Even more important, the NAI’s promise to focus on website-level disclosure has the potential to vastly improve industry privacy practices across the board, even beyond the NAI membership. Our research revealed that on most websites NAI members are outnumbered by non-NAI members. Firms with less protective policies and no oversight will continue to track consumers as long as websites allow them to. The prevalence of non-adherent targeting firms is the central challenge to effective self-regulation.
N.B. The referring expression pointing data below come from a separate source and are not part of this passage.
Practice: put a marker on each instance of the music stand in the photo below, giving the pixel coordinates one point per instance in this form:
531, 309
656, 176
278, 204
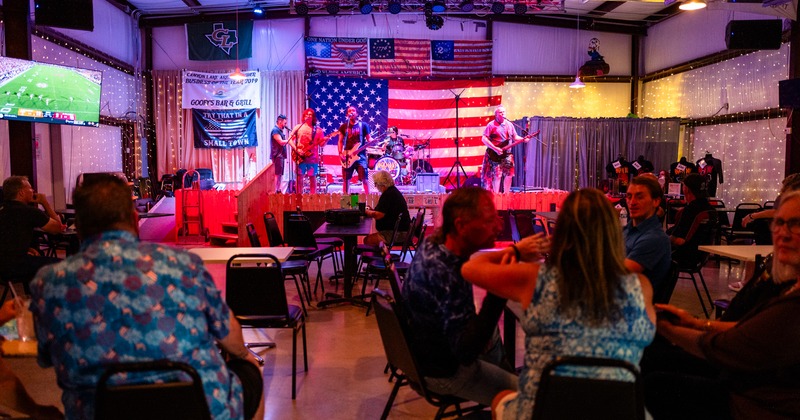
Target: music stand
457, 164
But if the NAI makes publisher disclosure a serious focus in 2010, websites may for the first time start to feel accountable for the ad-network choices they make. That kind of transparency can bring more targeting firms into the NAI fold and squeeze out the rest. The good news for NAI members is that this also means lower-profile competitors will face the same restrictions and costs of doing business as they do.

This leads to me to wonder if the NAI is underrated in its self-regulatory role. While the IAB/DMA/BBB efforts get much attention, they seem focused on an advertiser-driven disclosure framework that assumes ad-network adoption and does little to foster website accountability.

Websites are the real decisionmakers in this ecosystem. Perhaps it will be the NAI’s clout with them that actually makes self-regulation work.